Janet DiFiore, Respondent,
v
Chauncey Ramos, Appellant.

—[*1] Chauncey Ramos, Ossining, N.Y., appellant pro se.

Janet DiFiore, District Attorney, White Plains, N.Y. (Hae Jin Liu, Richard Longworth Hecht, and Anthony J. Servino of counsel), for respondent.

In a civil forfeiture action pursuant to CPLR article 13-A, the defendant appeals from an order of the Supreme Court, Westchester County (DiBella, J.), dated August 29, 2008, which granted the plaintiff's motion for summary judgment on the complaint.

Ordered that the order is affirmed, with costs.

The plaintiff demonstrated her prima facie entitlement to judgment as a matter of law in this action for civil forfeiture of the defendant's vehicle by establishing that the vehicle "contribute[d] directly and materially to the commission" of the underlying crimes of which he was convicted, and thus constituted an "instrumentality" of those crimes (CPLR 1310 [4]; see CPLR 1311 [1]; Dillon v Farrell, 230 AD2d 818 [1996]; Hynes v Iadarola, 221 AD2d 131 [1996]). Here, the defendant was convicted of one count of assault in the second degree and two counts of criminal possession of a weapon, a stun gun, in the third degree (see People v Ramos, 45 AD3d 702 [2007]). The plaintiff established by a preponderance of the evidence that the defendant possessed the stun gun in his vehicle when he attempted to flee the scene of the assault. In opposition, the defendant failed to raise a triable issue of fact. In fact, in his affidavit in opposition to the motion, the defendant admitted that he left the scene in his vehicle with the stun gun in his possession and discarded it thereafter.

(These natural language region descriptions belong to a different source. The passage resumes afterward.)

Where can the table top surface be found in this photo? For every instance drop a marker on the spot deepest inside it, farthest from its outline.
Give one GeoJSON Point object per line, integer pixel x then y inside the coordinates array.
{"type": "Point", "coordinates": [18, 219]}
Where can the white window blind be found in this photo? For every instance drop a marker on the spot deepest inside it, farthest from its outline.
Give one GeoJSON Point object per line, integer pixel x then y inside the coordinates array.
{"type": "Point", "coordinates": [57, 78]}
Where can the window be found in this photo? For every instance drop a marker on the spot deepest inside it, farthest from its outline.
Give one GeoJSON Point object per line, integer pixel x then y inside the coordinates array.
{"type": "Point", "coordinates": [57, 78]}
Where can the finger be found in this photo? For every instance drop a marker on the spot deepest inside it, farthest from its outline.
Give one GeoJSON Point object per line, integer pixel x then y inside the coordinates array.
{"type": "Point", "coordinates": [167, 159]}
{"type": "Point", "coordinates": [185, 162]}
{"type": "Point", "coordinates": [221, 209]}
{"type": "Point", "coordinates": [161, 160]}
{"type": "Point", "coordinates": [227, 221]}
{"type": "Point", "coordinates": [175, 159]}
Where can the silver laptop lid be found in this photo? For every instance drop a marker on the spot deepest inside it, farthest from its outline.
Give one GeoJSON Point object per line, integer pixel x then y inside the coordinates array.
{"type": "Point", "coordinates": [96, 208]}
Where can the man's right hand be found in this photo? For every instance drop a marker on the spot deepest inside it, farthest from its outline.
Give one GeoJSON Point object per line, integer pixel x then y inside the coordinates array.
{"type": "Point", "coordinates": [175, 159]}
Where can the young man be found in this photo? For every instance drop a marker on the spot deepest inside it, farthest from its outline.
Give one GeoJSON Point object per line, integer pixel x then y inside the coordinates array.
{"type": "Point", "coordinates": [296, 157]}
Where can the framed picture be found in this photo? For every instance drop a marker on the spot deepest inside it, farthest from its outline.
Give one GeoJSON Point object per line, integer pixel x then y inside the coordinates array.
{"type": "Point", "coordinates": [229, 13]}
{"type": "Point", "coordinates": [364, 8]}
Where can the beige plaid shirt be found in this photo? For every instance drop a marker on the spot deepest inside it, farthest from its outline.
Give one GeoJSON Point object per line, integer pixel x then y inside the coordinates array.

Further, the defendant's arguments that civil forfeiture violates the proscription against double jeopardy, and that the trial justice who convicted the defendant after a nonjury criminal trial should have recused himself in the instant civil action, are not properly before this Court, and, in any [*2]event, are without merit (see People v Doyle, 15 AD3d 674, 675 [2005]; People v Edmonson, 300 AD2d 317 [2002]; Property Clerk of N.Y. City Police Dept. v Carter, 246 AD2d 400 [1998]; People v Jackson, 185 AD2d 363 [1992]).

Accordingly, the Supreme Court correctly granted the plaintiff's motion for summary judgment on the complaint. Spolzino, J.P., Santucci, Belen and Lott, JJ., concur.